Concise Java solutions O(log(n)^2)


  • 280

    Main Solution - 572 ms

    class Solution {
        int height(TreeNode root) {
            return root == null ? -1 : 1 + height(root.left);
        }
        public int countNodes(TreeNode root) {
            int h = height(root);
            return h < 0 ? 0 :
                   height(root.right) == h-1 ? (1 << h) + countNodes(root.right)
                                             : (1 << h-1) + countNodes(root.left);
        }
    }
    

    Explanation

    The height of a tree can be found by just going left. Let a single node tree have height 0. Find the height h of the whole tree. If the whole tree is empty, i.e., has height -1, there are 0 nodes.

    Otherwise check whether the height of the right subtree is just one less than that of the whole tree, meaning left and right subtree have the same height.

    • If yes, then the last node on the last tree row is in the right subtree and the left subtree is a full tree of height h-1. So we take the 2^h-1 nodes of the left subtree plus the 1 root node plus recursively the number of nodes in the right subtree.
    • If no, then the last node on the last tree row is in the left subtree and the right subtree is a full tree of height h-2. So we take the 2^(h-1)-1 nodes of the right subtree plus the 1 root node plus recursively the number of nodes in the left subtree.

    Since I halve the tree in every recursive step, I have O(log(n)) steps. Finding a height costs O(log(n)). So overall O(log(n)^2).
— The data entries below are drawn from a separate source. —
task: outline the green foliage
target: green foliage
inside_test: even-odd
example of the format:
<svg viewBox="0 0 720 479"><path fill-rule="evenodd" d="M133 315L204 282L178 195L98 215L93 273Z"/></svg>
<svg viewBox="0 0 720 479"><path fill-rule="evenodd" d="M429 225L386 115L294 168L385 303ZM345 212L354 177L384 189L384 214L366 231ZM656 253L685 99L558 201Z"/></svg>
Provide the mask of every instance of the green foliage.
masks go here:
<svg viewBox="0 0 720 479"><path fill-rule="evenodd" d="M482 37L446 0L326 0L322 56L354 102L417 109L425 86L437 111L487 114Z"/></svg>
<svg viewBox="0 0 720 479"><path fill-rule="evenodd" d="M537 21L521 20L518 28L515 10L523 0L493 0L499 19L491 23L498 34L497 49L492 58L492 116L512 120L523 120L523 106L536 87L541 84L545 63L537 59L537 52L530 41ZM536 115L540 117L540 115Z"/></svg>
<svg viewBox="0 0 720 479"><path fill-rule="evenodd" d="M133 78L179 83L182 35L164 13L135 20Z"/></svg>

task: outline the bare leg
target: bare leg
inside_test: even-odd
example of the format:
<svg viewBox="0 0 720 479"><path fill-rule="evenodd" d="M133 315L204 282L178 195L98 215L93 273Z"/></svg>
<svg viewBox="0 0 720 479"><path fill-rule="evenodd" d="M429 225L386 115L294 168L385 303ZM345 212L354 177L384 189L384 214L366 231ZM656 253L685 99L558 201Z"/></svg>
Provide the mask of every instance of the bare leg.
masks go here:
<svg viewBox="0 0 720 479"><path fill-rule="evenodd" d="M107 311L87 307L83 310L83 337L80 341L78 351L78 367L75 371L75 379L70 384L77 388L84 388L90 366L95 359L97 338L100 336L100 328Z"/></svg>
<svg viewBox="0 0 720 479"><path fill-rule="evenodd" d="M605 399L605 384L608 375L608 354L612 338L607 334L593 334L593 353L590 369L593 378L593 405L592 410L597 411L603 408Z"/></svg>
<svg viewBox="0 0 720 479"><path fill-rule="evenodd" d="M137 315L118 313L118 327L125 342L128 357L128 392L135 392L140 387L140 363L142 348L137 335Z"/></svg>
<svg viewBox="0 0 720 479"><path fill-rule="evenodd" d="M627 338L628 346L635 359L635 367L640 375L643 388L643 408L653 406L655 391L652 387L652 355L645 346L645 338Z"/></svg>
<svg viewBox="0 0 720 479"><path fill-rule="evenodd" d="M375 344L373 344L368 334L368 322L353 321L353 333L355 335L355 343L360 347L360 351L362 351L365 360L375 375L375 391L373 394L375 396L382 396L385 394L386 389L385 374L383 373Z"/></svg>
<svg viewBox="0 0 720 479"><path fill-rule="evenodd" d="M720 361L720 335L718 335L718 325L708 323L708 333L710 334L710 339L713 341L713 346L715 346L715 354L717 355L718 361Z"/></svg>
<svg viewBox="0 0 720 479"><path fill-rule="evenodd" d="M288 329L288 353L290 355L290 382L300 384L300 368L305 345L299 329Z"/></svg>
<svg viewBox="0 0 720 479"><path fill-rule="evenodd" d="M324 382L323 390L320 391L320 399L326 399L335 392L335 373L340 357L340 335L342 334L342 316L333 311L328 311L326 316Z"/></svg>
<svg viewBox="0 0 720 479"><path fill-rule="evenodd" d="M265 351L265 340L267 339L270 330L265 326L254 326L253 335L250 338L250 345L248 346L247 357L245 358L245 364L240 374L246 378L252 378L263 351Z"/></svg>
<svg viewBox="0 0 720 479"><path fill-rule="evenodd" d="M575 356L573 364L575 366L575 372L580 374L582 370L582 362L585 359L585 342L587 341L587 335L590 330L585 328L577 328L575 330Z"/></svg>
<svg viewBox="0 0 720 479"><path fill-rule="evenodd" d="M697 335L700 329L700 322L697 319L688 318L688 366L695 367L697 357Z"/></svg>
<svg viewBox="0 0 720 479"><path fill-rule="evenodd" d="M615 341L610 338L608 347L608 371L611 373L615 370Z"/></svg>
    Iterative Version - 508 ms

    Here's an iterative version as well, with the benefit that I don't recompute h in every step.

    class Solution {
        int height(TreeNode root) {
            return root == null ? -1 : 1 + height(root.left);
        }
        public int countNodes(TreeNode root) {
            int nodes = 0, h = height(root);
            while (root != null) {
                if (height(root.right) == h - 1) {
                    nodes += 1 << h;
                    root = root.right;
                } else {
                    nodes += 1 << h-1;
                    root = root.left;
                }
                h--;
            }
            return nodes;
        }
    }
    

    A Different Solution - 544 ms

    Here's one based on victorlee's C++ solution.

    class Solution {
        public int countNodes(TreeNode root) {
            if (root == null)
                return 0;
            TreeNode left = root, right = root;
            int height = 0;
            while (right != null) {
                left = left.left;
                right = right.right;
                height++;
            }
            if (left == null)
                return (1 << height) - 1;
            return 1 + countNodes(root.left) + countNodes(root.right);
        }
    }
    

    Note that that's basically this:

    public int countNodes(TreeNode root) {
        if (root == null)
            return 0;
        return 1 + countNodes(root.left) + countNodes(root.right)
    

    That would be O(n). But... the actual solution has a gigantic optimization. It first walks all the way left and right to determine the height and whether it's a full tree, meaning the last row is full. If so, then the answer is just 2^height-1. And since always at least one of the two recursive calls is such a full tree, at least one of the two calls immediately stops. Again we have runtime O(log(n)^2).


  • 24
    D

    My code (check the left subtree is perfect or not), 76 ms even the time complexity is also o(height^2)

    class Solution {
    public:
        int countNodes(TreeNode* root) {
            if(!root) return 0;
            int num=1;
            TreeNode *curR(root->left), *curL(root->left);
            while(curR) // curR is the rightmost edge, which has a height equal to or less than the leftmost edge
            {
                curL = curL->left;
                curR = curR->right;
                num = num<<1;
            }
            return  num + ( (!curL)?countNodes(root->right):countNodes(root->left) );
        }
    };
    

  • 1
    B

    Hi @StefanPochmann thanks for your post.
    I understand the runtime as O(log(n)^2) for your main solution. However when applying the Master theorem to the recursion (https://en.wikipedia.org/wiki/Master_theorem),
    I got the time complexity O(log(n)), as the recurrence relation can be expressed as T(n) = 1 * T(n/ 2) + log(n).
    Do you know why the master theorem leads to a different runtime here?


  • 0

    The master theorem gives you O(log(n)^2) (actually theta, but I can't type that on my phone :-). You got the recurrence relation right, don't know what mistake you made. Which of the three cases did you use?


  • 0
    B

    I think according to the recurrence relation this is case 3.
    Because O(1) < f(n) = O(log(n)) < O(n) so c is a number between 0 and 1,
    a is 1 and b is 2, therefore c > logb(a) which maps to case 3.
    Is it correct? If so runtime of case 3 is O(f(n)) which is O(log(n))


  • 1

    No, log(n) is not Ω(nc) for c>0, as you can see here. You need to use case 2.


  • 0
    B

    right I see, I had some misunderstanding on master theory before. Thanks for your explanation Stefan! :)


  • 4
    H

    My Java code derived from your solution. Thanks for sharing!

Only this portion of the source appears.